Palma é agora uma vila deserta, sem gente e movimento nas ruas. Do ar, ainda se vê o fumo de edifícios incendiados pelos radicais, que aplicam normalmente uma política de destruição de infraestruturas públicas.

Um número incalculado de pessoas está desde então a fugir para a península de Afungi, bem como para a Tanzânia ou para Nangade, município a Norte de Mueda, junto à fronteira.

Os grupos incluem muitas crianças e estão todos a caminhar desde quarta-feira pelo mato, sem comida e sem água, depois de deixarem tudo para trás quando grupos armados entraram na vila.

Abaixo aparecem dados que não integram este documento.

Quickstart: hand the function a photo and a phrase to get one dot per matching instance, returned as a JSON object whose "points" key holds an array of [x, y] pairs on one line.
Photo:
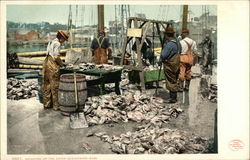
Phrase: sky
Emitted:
{"points": [[87, 14]]}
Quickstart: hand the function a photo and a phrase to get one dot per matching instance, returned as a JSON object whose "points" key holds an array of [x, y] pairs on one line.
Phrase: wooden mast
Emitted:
{"points": [[184, 17], [100, 9]]}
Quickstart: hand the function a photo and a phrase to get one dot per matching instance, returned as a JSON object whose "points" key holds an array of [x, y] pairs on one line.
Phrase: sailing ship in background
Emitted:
{"points": [[81, 34]]}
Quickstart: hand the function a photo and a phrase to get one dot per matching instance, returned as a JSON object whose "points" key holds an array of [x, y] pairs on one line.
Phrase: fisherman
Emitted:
{"points": [[146, 50], [100, 48], [206, 52], [171, 59], [189, 49], [51, 71]]}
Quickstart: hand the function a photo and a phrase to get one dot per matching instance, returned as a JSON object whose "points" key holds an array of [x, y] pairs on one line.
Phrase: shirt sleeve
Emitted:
{"points": [[56, 49], [166, 51], [194, 46]]}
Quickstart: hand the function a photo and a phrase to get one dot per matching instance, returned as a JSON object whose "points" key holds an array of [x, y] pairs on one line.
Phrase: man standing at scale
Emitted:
{"points": [[51, 71], [100, 48], [171, 61], [189, 48]]}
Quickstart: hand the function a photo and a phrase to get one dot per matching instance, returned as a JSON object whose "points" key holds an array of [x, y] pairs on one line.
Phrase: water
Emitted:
{"points": [[36, 47]]}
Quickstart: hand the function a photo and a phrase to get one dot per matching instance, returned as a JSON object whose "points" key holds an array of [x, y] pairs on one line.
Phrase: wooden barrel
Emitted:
{"points": [[66, 93]]}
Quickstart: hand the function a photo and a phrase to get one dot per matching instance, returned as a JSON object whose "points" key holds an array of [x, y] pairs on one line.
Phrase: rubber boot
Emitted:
{"points": [[173, 97]]}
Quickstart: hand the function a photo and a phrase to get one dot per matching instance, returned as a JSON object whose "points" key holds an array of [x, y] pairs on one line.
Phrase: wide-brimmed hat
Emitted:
{"points": [[63, 34], [185, 31], [169, 30]]}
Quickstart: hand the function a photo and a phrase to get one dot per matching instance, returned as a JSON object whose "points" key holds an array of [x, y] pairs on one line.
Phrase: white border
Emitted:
{"points": [[233, 79]]}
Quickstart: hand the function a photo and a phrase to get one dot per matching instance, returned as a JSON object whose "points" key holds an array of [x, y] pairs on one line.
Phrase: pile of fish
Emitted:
{"points": [[213, 93], [133, 106], [88, 66], [150, 139], [21, 89], [152, 67]]}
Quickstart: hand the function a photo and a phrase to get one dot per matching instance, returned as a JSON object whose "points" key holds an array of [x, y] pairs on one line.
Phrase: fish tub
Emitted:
{"points": [[149, 76]]}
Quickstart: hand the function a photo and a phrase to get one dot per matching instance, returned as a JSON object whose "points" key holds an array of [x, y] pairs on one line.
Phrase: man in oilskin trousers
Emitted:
{"points": [[51, 71], [171, 61]]}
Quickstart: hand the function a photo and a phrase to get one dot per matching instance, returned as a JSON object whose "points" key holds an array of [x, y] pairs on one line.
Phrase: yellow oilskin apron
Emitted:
{"points": [[100, 54], [51, 77]]}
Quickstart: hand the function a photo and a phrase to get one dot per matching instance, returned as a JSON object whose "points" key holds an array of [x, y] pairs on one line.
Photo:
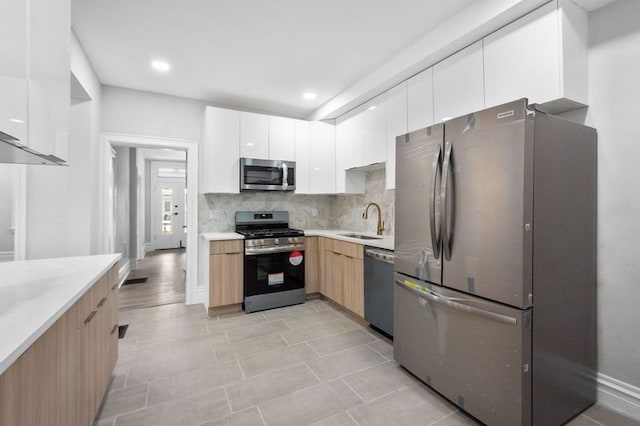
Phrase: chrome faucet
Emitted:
{"points": [[365, 215]]}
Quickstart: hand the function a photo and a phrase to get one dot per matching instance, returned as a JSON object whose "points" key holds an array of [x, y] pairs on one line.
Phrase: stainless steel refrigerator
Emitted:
{"points": [[495, 263]]}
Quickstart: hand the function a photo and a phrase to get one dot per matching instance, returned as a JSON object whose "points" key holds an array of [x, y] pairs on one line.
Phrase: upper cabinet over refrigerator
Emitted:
{"points": [[418, 169]]}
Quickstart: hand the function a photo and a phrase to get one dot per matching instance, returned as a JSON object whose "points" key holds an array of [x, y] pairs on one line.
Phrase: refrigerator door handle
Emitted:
{"points": [[444, 228], [435, 239], [456, 304]]}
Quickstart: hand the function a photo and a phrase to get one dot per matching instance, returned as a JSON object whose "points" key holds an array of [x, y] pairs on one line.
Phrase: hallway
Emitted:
{"points": [[164, 271]]}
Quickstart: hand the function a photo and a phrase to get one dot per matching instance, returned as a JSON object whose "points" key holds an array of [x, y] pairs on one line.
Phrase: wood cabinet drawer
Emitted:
{"points": [[345, 248], [226, 246]]}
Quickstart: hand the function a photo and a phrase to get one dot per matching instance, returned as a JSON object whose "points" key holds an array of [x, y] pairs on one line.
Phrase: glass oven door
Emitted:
{"points": [[273, 272]]}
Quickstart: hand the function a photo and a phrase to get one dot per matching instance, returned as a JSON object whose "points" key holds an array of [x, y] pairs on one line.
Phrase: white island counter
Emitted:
{"points": [[36, 293]]}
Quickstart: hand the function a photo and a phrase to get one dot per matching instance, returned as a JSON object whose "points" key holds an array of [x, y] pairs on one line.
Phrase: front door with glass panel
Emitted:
{"points": [[168, 208]]}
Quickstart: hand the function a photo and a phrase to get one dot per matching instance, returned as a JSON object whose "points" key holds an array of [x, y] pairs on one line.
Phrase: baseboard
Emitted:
{"points": [[124, 271], [618, 395], [6, 256]]}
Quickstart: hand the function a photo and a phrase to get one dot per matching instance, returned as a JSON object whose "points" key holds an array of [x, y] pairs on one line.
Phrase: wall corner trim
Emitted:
{"points": [[124, 271], [619, 396]]}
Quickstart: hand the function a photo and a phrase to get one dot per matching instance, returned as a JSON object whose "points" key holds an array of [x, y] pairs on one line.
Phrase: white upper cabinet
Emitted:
{"points": [[34, 74], [301, 131], [13, 69], [220, 151], [374, 129], [49, 84], [322, 158], [281, 138], [349, 153], [254, 135], [419, 100], [458, 84], [542, 56], [396, 126]]}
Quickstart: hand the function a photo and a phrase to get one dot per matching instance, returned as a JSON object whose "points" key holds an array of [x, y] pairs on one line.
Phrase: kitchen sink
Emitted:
{"points": [[361, 236]]}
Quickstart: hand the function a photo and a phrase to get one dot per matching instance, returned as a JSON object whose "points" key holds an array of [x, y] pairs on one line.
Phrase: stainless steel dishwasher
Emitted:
{"points": [[378, 288]]}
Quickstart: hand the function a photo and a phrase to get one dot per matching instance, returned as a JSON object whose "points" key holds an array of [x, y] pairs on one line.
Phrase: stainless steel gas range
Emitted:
{"points": [[273, 260]]}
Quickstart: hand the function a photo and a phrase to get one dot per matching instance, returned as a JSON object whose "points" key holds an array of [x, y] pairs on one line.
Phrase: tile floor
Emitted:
{"points": [[305, 364], [164, 270]]}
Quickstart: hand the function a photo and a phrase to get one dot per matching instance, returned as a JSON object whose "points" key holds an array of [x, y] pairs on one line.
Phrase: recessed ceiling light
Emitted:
{"points": [[160, 65]]}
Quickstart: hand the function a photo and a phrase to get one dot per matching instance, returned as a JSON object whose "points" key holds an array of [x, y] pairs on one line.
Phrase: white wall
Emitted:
{"points": [[62, 201], [6, 207], [150, 114], [122, 203], [614, 91]]}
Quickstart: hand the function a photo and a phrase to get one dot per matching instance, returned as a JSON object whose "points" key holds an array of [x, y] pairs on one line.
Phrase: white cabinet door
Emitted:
{"points": [[420, 100], [349, 148], [396, 126], [521, 59], [49, 84], [322, 155], [254, 135], [374, 126], [302, 156], [538, 57], [458, 84], [219, 159], [281, 138], [13, 70]]}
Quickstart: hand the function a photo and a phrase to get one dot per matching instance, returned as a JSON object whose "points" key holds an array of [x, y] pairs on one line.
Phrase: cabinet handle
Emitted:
{"points": [[90, 317]]}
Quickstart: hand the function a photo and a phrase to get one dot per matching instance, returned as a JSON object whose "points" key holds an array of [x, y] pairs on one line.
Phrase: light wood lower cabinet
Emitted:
{"points": [[225, 272], [311, 267], [61, 379], [344, 274]]}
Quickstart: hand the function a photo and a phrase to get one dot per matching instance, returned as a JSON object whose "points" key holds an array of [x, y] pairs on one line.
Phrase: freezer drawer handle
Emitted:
{"points": [[444, 228], [435, 239], [456, 304]]}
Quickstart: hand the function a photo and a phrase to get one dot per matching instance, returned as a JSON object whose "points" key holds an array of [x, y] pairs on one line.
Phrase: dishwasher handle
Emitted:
{"points": [[385, 256]]}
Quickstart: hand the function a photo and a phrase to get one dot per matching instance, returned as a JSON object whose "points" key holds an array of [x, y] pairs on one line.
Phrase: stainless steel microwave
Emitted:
{"points": [[267, 175]]}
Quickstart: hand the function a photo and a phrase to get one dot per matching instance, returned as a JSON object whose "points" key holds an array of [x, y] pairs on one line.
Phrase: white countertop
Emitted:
{"points": [[35, 293], [217, 236], [385, 241]]}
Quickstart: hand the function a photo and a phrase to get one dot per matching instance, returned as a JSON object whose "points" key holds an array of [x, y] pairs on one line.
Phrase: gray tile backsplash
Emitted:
{"points": [[217, 211]]}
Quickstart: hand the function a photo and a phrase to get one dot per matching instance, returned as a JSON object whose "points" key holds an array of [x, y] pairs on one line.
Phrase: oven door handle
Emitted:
{"points": [[269, 250]]}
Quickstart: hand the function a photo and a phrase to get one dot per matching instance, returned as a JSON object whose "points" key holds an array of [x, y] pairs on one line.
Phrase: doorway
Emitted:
{"points": [[189, 215], [168, 215]]}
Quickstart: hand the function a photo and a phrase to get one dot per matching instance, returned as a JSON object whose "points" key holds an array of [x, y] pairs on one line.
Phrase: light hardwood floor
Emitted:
{"points": [[165, 283]]}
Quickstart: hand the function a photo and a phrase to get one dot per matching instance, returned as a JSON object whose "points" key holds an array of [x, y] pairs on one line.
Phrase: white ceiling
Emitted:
{"points": [[251, 54], [261, 55]]}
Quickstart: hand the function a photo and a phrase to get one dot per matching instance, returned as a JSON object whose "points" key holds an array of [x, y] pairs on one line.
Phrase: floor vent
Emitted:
{"points": [[135, 281], [122, 330]]}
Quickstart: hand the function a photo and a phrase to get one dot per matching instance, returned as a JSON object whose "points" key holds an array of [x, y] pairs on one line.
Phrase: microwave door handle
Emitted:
{"points": [[285, 176]]}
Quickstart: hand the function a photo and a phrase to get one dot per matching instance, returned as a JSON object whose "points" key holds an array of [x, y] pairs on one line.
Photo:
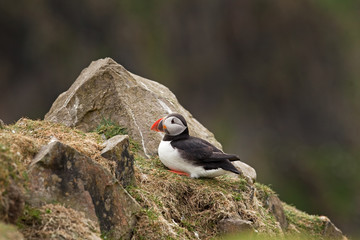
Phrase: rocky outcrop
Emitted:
{"points": [[116, 149], [276, 208], [234, 225], [9, 232], [59, 173], [107, 90]]}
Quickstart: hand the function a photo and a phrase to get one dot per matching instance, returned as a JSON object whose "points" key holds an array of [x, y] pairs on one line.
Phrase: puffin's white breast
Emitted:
{"points": [[172, 159]]}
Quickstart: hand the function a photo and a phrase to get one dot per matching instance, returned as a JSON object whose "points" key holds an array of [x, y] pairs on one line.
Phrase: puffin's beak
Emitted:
{"points": [[158, 126]]}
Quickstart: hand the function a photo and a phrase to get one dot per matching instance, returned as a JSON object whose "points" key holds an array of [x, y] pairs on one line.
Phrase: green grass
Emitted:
{"points": [[110, 129], [31, 217]]}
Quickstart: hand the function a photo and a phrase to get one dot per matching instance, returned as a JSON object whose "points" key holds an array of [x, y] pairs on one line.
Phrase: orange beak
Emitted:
{"points": [[158, 126]]}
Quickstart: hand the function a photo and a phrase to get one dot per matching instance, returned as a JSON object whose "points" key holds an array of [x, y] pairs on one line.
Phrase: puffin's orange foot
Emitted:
{"points": [[179, 172]]}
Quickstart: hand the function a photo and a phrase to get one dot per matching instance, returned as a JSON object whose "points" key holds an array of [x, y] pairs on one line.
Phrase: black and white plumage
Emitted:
{"points": [[190, 155]]}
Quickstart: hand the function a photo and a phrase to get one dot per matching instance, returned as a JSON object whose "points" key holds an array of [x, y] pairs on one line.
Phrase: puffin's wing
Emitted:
{"points": [[198, 149], [218, 156]]}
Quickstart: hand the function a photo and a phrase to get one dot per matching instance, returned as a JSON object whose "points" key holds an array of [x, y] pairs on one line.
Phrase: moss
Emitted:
{"points": [[30, 217], [174, 206], [110, 129], [307, 224]]}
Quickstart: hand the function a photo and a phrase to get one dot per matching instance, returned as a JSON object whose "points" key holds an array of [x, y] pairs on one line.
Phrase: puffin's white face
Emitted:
{"points": [[173, 126]]}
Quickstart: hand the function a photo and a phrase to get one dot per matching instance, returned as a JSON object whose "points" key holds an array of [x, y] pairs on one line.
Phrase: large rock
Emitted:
{"points": [[116, 149], [107, 90], [59, 173]]}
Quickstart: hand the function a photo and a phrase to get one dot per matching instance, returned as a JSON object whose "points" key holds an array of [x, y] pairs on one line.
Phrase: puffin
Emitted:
{"points": [[187, 155]]}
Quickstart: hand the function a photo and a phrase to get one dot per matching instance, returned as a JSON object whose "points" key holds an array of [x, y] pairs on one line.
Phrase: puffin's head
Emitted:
{"points": [[173, 124]]}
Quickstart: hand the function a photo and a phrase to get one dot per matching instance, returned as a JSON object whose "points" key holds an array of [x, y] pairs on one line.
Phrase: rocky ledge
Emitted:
{"points": [[90, 171]]}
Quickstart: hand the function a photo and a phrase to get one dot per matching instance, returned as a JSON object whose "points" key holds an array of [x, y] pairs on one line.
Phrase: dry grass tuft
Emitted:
{"points": [[178, 207]]}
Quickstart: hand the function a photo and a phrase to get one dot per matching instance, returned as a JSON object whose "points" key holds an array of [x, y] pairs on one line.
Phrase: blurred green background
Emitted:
{"points": [[276, 81]]}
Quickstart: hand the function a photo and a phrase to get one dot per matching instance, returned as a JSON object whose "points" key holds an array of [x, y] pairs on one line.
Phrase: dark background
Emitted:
{"points": [[276, 81]]}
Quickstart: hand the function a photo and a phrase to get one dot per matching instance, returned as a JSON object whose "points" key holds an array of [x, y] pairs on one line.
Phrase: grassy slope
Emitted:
{"points": [[174, 207]]}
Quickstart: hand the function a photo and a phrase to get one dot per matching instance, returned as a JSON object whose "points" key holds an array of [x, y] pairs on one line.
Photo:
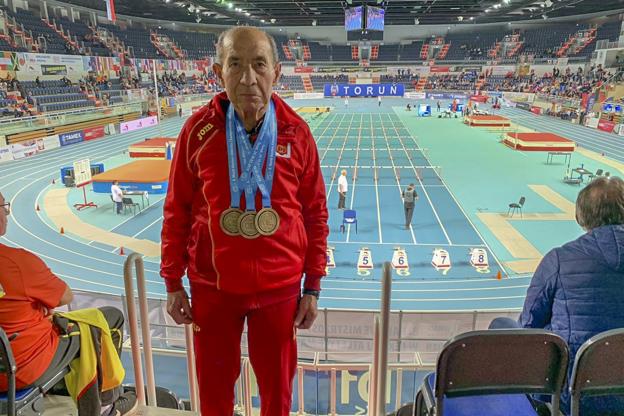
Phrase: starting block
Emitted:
{"points": [[331, 263], [441, 260], [399, 262], [365, 262], [479, 260]]}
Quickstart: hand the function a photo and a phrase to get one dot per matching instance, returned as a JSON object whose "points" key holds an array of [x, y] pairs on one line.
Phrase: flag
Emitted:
{"points": [[110, 10]]}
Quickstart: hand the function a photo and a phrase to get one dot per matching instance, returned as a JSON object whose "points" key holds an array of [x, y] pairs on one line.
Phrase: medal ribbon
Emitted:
{"points": [[251, 158]]}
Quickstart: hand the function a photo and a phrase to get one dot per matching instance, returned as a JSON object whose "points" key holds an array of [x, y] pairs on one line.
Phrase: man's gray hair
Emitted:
{"points": [[601, 203], [232, 31]]}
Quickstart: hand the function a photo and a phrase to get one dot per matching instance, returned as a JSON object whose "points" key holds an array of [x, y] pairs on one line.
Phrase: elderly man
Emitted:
{"points": [[577, 289], [245, 217]]}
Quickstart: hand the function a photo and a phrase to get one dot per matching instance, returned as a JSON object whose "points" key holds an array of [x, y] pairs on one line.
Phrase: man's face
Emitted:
{"points": [[3, 217], [248, 72]]}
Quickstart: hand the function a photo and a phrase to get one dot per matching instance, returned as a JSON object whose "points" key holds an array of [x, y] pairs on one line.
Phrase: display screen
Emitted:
{"points": [[353, 19], [375, 18]]}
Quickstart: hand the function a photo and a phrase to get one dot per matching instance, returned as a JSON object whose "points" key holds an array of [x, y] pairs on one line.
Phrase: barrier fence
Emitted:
{"points": [[337, 359]]}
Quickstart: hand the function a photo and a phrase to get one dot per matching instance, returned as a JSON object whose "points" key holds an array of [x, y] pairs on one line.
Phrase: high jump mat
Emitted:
{"points": [[487, 121], [155, 148], [146, 175], [539, 142]]}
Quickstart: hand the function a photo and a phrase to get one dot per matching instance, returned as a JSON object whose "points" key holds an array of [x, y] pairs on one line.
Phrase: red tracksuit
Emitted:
{"points": [[232, 278]]}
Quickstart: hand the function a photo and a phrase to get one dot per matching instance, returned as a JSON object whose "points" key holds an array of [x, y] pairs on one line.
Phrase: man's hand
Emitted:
{"points": [[308, 310], [179, 307]]}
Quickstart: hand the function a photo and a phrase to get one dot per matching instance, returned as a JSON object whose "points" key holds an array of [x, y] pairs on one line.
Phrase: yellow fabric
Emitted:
{"points": [[83, 370]]}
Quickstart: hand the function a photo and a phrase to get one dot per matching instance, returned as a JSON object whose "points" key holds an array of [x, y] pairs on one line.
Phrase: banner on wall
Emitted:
{"points": [[6, 154], [606, 125], [53, 70], [24, 149], [48, 143], [445, 96], [415, 95], [304, 69], [141, 123], [7, 61], [40, 62], [93, 133], [363, 90], [71, 138], [438, 69]]}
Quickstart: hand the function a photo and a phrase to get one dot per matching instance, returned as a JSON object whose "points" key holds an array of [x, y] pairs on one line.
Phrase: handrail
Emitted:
{"points": [[137, 260], [192, 373], [384, 321]]}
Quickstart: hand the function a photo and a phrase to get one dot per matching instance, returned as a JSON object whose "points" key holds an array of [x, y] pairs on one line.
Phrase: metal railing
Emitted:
{"points": [[61, 118], [393, 352]]}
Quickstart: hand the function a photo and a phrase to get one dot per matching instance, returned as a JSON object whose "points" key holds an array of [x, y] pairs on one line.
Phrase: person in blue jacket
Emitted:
{"points": [[577, 290]]}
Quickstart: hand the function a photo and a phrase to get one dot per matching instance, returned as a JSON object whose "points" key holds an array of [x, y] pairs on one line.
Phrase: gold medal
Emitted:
{"points": [[247, 225], [267, 221], [229, 221]]}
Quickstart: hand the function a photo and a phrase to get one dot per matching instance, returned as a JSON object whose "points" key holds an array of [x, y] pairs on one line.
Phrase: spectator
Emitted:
{"points": [[30, 294], [117, 195], [577, 289]]}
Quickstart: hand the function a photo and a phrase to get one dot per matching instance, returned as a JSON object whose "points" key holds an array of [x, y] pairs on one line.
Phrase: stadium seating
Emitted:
{"points": [[475, 375], [49, 40], [411, 52], [137, 40], [318, 52], [84, 35], [196, 45]]}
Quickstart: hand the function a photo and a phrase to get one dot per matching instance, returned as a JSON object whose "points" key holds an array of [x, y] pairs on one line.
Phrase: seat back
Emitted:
{"points": [[8, 367], [349, 215], [598, 367], [504, 361]]}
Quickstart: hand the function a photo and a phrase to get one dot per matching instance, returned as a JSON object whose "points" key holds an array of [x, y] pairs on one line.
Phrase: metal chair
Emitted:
{"points": [[598, 368], [595, 175], [349, 216], [516, 206], [24, 402], [491, 372], [129, 203]]}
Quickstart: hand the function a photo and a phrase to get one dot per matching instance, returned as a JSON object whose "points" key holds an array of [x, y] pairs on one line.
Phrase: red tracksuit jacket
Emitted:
{"points": [[199, 191]]}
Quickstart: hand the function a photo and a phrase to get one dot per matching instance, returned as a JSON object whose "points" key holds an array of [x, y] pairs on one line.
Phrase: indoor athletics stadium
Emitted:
{"points": [[472, 253]]}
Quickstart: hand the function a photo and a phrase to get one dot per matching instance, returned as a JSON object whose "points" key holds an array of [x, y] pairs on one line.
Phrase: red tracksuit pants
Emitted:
{"points": [[219, 319]]}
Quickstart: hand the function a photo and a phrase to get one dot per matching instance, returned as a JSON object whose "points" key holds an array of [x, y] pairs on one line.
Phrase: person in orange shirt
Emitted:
{"points": [[29, 292]]}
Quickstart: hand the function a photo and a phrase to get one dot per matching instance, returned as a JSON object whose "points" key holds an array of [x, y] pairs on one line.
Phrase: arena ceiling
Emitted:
{"points": [[331, 13]]}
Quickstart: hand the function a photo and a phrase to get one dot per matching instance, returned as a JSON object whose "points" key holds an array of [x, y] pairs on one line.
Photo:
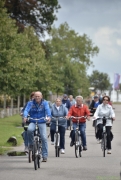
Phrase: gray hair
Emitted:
{"points": [[79, 97]]}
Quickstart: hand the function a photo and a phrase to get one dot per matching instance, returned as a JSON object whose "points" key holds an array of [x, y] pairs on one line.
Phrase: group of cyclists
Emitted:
{"points": [[66, 107]]}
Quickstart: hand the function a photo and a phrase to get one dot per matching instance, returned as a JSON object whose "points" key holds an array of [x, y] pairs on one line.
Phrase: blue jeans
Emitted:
{"points": [[82, 128], [25, 136], [61, 130], [43, 134]]}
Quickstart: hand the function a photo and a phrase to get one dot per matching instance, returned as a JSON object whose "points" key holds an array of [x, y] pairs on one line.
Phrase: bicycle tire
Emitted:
{"points": [[104, 144], [56, 146], [39, 155], [76, 144], [30, 156], [35, 156], [80, 150]]}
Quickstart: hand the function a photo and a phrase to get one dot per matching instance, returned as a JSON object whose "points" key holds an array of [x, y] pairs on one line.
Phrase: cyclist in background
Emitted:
{"points": [[77, 110], [36, 109], [24, 134], [59, 110], [67, 104], [105, 110]]}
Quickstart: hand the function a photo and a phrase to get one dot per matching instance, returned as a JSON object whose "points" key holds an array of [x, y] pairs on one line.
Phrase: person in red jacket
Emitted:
{"points": [[79, 109]]}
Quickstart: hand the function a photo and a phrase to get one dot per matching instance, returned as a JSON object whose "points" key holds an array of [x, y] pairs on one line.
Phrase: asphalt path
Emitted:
{"points": [[91, 166]]}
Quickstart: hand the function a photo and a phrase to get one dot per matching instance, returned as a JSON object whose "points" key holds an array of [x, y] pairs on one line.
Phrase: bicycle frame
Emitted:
{"points": [[78, 141], [36, 153], [104, 134], [57, 137]]}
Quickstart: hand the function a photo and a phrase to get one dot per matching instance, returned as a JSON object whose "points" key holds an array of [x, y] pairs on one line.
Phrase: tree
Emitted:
{"points": [[69, 56], [36, 13], [99, 80]]}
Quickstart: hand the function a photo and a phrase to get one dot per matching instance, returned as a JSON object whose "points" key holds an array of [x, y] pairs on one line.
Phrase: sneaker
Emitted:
{"points": [[26, 149], [62, 151], [30, 147], [109, 151], [52, 143], [71, 143], [84, 148], [44, 159]]}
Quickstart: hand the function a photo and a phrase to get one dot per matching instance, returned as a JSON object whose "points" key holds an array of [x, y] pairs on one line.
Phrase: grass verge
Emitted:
{"points": [[10, 126]]}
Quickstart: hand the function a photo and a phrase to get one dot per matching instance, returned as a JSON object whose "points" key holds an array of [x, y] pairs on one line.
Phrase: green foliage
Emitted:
{"points": [[99, 80], [38, 14], [10, 126], [69, 56]]}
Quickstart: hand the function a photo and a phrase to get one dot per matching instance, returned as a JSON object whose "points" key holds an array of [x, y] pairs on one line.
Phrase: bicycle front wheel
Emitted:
{"points": [[35, 155], [77, 144], [57, 149], [30, 156], [104, 144]]}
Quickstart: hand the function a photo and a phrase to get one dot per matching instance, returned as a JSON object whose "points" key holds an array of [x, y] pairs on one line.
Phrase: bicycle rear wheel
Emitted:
{"points": [[35, 155], [77, 145], [39, 155], [104, 144]]}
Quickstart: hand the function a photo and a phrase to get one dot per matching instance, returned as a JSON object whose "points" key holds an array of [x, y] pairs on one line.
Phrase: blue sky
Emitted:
{"points": [[101, 21]]}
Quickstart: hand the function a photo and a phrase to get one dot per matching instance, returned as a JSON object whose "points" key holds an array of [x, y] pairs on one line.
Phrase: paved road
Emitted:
{"points": [[91, 166]]}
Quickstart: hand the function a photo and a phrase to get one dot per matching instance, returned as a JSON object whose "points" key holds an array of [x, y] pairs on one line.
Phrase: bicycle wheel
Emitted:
{"points": [[56, 146], [30, 156], [39, 155], [104, 144], [35, 155], [76, 144]]}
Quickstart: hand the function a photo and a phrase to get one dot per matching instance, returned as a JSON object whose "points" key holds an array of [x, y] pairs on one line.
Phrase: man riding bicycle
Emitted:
{"points": [[77, 110], [37, 109]]}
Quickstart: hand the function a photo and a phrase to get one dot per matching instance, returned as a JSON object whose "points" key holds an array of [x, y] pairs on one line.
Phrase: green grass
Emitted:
{"points": [[10, 126]]}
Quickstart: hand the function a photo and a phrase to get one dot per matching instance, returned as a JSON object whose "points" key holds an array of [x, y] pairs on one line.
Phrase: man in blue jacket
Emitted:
{"points": [[67, 104], [37, 109]]}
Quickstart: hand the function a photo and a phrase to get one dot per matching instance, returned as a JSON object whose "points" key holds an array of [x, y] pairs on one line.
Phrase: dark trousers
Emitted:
{"points": [[108, 131], [61, 130]]}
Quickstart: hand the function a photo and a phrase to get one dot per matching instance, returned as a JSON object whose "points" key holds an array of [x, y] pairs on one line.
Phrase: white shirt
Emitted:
{"points": [[104, 110]]}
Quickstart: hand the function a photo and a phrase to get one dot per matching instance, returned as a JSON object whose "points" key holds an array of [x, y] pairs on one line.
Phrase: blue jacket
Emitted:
{"points": [[37, 111], [59, 113], [66, 103]]}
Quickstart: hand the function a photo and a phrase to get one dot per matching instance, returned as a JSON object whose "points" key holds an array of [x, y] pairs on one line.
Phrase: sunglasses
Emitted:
{"points": [[105, 100]]}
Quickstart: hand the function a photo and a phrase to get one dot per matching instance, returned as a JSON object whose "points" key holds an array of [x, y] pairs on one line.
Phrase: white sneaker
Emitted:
{"points": [[62, 151], [26, 149], [109, 151], [52, 143]]}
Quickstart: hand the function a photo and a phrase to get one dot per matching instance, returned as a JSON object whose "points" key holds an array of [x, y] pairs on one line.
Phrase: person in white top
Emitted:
{"points": [[105, 110]]}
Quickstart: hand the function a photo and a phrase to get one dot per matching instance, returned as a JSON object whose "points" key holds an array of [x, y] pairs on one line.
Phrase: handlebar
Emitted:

Após procurarem refúgio nas florestas densas da região começaram também a rumar a sul, com o objetivo de chagar a Pemba, onde estão concentradas as organizações internacionais que fornecem apoio alimentar e assistência médica.

Crise humanitária “preocupante”

No seu mais recente relatório, datado de 29 de março, segunda-feira, o Escritório das Nações Unidas para a Coordenação dos Assuntos Humanitários (UNOCHA) enfatiza a gravidade do cenário no município de Palma, no qual mais de 110 mil pessoas vivem num contexto de terror.

A par das atrocidades cometidas às mãos dos rebeldes, a fome grassa e a crise humanitária adensa-se e os deslocados na sequência do ataque armado a Palma ultrapassam os 3000. A rede de água de Quitunda deixou de funcionar, ao passo que casos urgentes de feridos, grávidas ou doentes têm sido transportados em aviões de apoio humanitário para Pemba.

Em suma, o ataque dos insurgentes jihadistas à vila de Palma pode ser considerado como uma das ofensivas mais ousadas da guerra em Cabo Delgado na derradeira pedra para a sua transformação num conflito internacional. Urge o contra-ataque das forças governamentais moçambicanas de forma a controlar o ímpeto jihadista que tanto transtorno tem causado.